I’ve used what I dub “tonal serialism” for this piece. Rather than using a 12 note tone row with all semitones of the octave, as is customary for regular serialism, I’ve used a row of 7 distinct diatonic pitches, without specifying any accidentals, allowing it to be easily used in a tonal context. I’ve used the series in the melody only, allowing the harmony the flow freely, accompanying the melody.

Using tonal serialism resulted in great melodic writing. By visiting all 7 pitches of a key before returning to the first pitch again, the melody maintains the listener’s interest, because every new pitch is one that wasn’t heard before in a while.

The tone row

The tone row F C Bb Db Ab E G

I’ve used the following tone row in F minor. It has a few interesting properties which will be layed out.

Two opposing lines within the tone row

Firstly, you might have noticed the wedge shapedness of it. Ignoring the F at the beginning, every even note moves up by a step and every odd note moves down by a step. This results in two opposite moving lines, both moving back to the tonic F.

The intervals from the tonic F to each other note in the tone row

Secondly, the intervals of each note compared to the root F appear in a structured way. We start with a fourth and a fifth, which are inversions of eachother, then a sixth and a third, which are also inversions, then a second and a seventh, again inversions. The dissonance of these intervals is increasing as we move along the tone row.

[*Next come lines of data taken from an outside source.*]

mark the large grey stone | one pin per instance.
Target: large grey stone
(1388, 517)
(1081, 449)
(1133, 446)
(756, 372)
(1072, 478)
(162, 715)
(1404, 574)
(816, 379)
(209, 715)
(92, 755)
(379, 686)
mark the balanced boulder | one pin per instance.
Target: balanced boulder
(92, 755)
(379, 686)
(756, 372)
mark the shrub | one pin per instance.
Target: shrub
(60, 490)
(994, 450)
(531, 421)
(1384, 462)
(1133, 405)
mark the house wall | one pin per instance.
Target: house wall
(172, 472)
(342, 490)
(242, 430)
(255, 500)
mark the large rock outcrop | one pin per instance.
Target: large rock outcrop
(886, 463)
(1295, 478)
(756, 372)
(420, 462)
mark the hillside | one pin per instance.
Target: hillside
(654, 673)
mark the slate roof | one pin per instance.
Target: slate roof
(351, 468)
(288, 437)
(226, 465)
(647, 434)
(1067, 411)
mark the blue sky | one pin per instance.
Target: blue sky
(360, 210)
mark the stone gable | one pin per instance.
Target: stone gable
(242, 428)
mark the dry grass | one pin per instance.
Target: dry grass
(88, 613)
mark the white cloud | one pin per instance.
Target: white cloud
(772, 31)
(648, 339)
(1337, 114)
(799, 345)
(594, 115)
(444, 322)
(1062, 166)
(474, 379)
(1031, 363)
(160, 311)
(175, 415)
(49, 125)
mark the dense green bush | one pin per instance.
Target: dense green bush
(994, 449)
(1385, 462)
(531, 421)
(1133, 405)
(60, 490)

The intervals between each consecutive note in the tone row

Thirdly, the interval of each note to the next also has a structure to it. Besides the initial fifth up, we visit all diatonic intervals within the octave from small to large. A second down, a third up, a fourth down, a fifth up, a sixth down and a seventh up back to the initial F. Having the melodic leaps vary in interval everytime adds to keeping the melody interesting.

The main motive and its retrograde inversion in the tone row

Finally, the tone row contains a motive which I’ve used throughout the piece. The motive is a zigzag pattern starting from the C and ending on the A flat. The same motive occurs in retrograde inversion from the A flat back to the tonic F. I will show later how I’ve employed this motive in different places.

Permutations of the tone row

I’ve not used the tone row in inversion or in retrograde. Due to the symmetry of this particular tone row, that wouldn’t have made much of a difference. The only type of permutation I have used is starting the tone row at different starting points in the scale. I’ve used all 7 possible permutations of this form.

The 7 permutations of the tone row I've used

To number these permutations, I’ve used number of the starting note of the permutation within the original tone row. So series 1 is the original series starting on F, series 2 starts on C, series 3 starts on B flat, and so on.

Structure of the piece

The piece is structured around the series’ in the melody. No two series’ occur at the same time. Every section of the piece is built from 2 to 4 instances of the series. The first section appears again in the end, slightly varied.

SectionABCDA'
Permutations1, 2, 11, 4, 3, 45, 67, 71, 2, 1
KeyF minorA majorTransitionalC phrygian dominantF minor

Construction of the melody

The melody uses the notes of the tone row as its guiding notes. Generally, each pitch of the tone row takes 1 or 2 bars of music. I’ve used neighbor notes, passing notes, suspensions and other embellishments to enrich the melody. See below how this works out in section A to D.

The melody of the piece, showing the tone rows used

Besides using the series to guide the broad motion of the melody, I’ve also used the main motive, extracted from the series, to determine the details of the melody. See below the first bars of music with this motive highlighted.

The first few bars, highlighting the main motive

Conclusion

Using tonal serialism to compose a piece was an enlightening experience. It was surprisignly easy to compose the whole structure and melody of the piece in one go on paper, using only my “inner ear” to sanity-check it. Composing the harmony wasn’t difficult either, using basic counterpoint rules to compose the bass against the melody, and adding the full chords afterwards. Using this very efficient way to compose, with most of the decisions being made through the series, I was able to compose the complete piece in one evening. All in all I think the process was similar to baroque and classical counterpoint writing, starting out with whole and half note counterpoint between the melody and the bass, and then fleshing out the details. I can imagine some very prolific composers like Bach and Mozart using similar processes to quickly generate compositions.